I'm an evangelical Presbyterian-becoming- Anglican seminary student. My seminary (RTS) is very evangelical, and very reformed. Part of the reason I'm becoming Anglican is because from my education here, I'm becoming more convinced that the Puritan legacy found in conservative Presbyterianism is quite reactionary...while I'm more concerned with being catholic, and focusing on the beauty and graciousness of our Lord--which I think is best expressed in conservative orthodox Anglicanism.

I can tell you that at my very evangelical seminary the "womens' issue" is not even an issue. The under-30 generation of evangelicals I know are VERY conservative (but not fundamentalist), and looking just at scripture--without reference to Tradition, they see no role for women in the ordained pastoral ministry. These guys have grown up with Politically Correct feminism jammed down their throat, and they don't buy any of it...

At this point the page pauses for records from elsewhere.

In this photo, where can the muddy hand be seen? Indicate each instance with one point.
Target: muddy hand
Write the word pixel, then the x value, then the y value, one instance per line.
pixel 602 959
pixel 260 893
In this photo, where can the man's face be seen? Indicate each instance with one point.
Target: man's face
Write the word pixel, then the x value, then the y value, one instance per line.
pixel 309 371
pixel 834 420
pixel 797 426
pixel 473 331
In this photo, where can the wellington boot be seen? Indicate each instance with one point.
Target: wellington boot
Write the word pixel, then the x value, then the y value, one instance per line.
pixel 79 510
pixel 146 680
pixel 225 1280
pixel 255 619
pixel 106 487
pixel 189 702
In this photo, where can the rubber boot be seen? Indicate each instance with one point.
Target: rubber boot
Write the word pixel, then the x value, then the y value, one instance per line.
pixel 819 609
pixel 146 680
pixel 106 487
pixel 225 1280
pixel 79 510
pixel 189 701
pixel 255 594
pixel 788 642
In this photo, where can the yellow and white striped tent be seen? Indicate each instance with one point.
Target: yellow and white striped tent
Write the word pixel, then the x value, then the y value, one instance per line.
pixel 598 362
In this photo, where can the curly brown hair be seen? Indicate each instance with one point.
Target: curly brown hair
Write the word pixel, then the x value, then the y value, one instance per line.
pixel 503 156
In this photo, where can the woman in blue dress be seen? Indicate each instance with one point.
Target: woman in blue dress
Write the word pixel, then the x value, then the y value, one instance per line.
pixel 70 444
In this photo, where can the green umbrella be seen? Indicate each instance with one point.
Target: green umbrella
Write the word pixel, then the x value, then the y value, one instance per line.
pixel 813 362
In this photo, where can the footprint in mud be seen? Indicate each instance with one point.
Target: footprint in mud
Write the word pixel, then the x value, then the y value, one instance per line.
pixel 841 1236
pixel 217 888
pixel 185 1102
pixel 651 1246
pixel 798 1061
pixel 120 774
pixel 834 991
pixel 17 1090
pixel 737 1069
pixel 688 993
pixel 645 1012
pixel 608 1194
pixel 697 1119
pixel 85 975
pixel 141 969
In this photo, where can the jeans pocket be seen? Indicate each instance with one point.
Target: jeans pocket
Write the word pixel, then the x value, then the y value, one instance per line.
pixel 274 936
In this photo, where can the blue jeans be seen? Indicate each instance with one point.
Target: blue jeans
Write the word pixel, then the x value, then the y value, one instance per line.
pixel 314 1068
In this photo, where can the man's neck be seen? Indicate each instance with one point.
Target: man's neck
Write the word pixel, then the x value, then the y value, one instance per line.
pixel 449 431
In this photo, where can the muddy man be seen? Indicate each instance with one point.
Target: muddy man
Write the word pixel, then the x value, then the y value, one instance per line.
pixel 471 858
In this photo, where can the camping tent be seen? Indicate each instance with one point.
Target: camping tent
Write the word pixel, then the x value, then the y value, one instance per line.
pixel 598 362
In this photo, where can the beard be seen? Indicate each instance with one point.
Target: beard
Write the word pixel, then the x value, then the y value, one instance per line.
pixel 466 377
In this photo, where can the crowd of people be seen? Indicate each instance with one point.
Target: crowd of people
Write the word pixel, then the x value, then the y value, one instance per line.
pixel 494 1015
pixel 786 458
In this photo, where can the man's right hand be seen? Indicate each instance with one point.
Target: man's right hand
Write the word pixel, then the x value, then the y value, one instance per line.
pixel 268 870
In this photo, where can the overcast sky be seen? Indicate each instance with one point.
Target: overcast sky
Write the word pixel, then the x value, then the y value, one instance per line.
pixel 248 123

There is a bright line in evangelicalism, dividing the liberal wing from the (growing stronger all the time) conservative wing--which rejects women's ordination. Like I tried to say above, this is especially evident the YOUNGER students are. I'm in my 40s, and amidst baby-boomer types older than I, evangelicals are without much conviction on women's ordination....but the next generation, Gen X and especially Gen Y, are returning to traditionalism--even amidst those who just look to scripture, and devalue tradition--as evangelicals do tend to do.

So, do not assume all, or even most, evangelical folk in CANA or other parts of American Anglicanism will fight the ordinals. The feminists will--but they are a distinct, and I believe shrinking, group.

Unknown said...

I knew it! - there are few problems in TEC that can't be blamed, somehow, on the baby boomers!

But seriously, it's encouraging to see the rise of a new, or rather a new movement in the same, Anglican orthodoxy.